Hi everybody,

I am working on an Acer Inspire with an Intel Core i7-720QM CPU, using OpenCL 1.2, ATI Mobility Radeon HD 5650 with 5 compute units and maximum work-item sizes per dimension of 256.

I've got to make very long array multiplication between arrays of matrix A=10x172032 and B=35x172032, not a standard matrix multiplication but a multiplication of the ten rows of A for every row of B, and so on for every row of B (in reality it's more complex, involving short2 data format, but the problem I'm facing now is the enormous length). I am able to do without problems the multiplication for one row (172032 work items), but due to the limited performance of my card I guess it's quite impossible to to do all the process (A x B) invoking the kernel once, so I would have liked at least to multiply the ten rows of A for a single row of B at the same time.

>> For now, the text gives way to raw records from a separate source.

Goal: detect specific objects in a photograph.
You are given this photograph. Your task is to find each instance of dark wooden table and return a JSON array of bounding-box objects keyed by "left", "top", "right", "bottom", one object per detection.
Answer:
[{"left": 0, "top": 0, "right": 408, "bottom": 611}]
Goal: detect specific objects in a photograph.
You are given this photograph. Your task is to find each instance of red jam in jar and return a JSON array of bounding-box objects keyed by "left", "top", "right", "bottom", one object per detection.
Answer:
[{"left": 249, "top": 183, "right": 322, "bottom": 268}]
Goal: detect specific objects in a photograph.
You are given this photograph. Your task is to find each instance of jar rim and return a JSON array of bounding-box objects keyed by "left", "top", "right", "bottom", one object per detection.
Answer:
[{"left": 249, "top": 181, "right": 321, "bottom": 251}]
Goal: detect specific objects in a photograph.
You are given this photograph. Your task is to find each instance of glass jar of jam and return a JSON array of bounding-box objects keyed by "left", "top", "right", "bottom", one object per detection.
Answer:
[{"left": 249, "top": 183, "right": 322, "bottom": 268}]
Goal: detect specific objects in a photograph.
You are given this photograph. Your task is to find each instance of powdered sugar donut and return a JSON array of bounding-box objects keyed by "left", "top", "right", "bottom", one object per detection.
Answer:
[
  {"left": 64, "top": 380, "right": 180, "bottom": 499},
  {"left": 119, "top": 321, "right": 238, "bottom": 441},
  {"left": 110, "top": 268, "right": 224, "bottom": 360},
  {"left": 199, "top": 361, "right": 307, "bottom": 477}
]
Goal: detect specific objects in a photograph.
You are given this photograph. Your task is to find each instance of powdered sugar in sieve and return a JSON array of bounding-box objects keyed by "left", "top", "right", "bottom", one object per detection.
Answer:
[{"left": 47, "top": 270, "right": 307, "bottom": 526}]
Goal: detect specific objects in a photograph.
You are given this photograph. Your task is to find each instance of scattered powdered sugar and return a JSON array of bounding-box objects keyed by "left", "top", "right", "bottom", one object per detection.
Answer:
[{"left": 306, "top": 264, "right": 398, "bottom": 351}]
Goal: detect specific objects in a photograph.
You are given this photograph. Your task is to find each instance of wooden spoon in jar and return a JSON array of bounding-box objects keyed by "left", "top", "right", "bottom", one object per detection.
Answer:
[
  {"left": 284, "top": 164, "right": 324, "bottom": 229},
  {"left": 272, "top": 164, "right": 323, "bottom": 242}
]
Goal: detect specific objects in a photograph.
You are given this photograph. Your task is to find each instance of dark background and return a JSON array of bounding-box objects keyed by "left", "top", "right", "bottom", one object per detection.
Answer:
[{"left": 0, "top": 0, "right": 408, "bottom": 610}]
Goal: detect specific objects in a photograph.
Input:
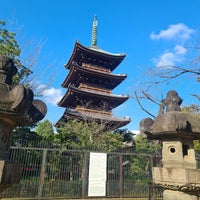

1) I understood that the buffer objects are accessed as mono-dimensional arrays, but lying down on one dimension the A matrix would require 10x172032 work-items, and that's not feasible at all. Infact just for curiosity I tried but the laptop gets stacked.

2) Then I thought to work on a 2-dimensional space (y=10, x=172032). I've tried working with smaller matrices (10x10) and just trying to access the data on the rows of A at the same time, but every line (on the y-index) accesses the same row at the same time. Maybe this has been completely stupid as a choice, but it's not easy trying to understand how the process works on different dimensions.

3) So I thought that the only way to multiply at the same time every row of A for a single row of B could be using work-groups and setting synchronization commands, exploiting 5 compute units of my card. But this would require to cut the single row of 172032 elements on smaller rows of 256 elements, is it correct?

I would like someone to give me just some indications about the correct path to follow, since my thoughts are fighting each other at the moment.

Thank You in advance

Marco

Hi Marco,

Could you share your code so I can understand the issue better?

Typically, you should spawn as many work-items as many elements are there in the output matrix.

Regards,

Ravi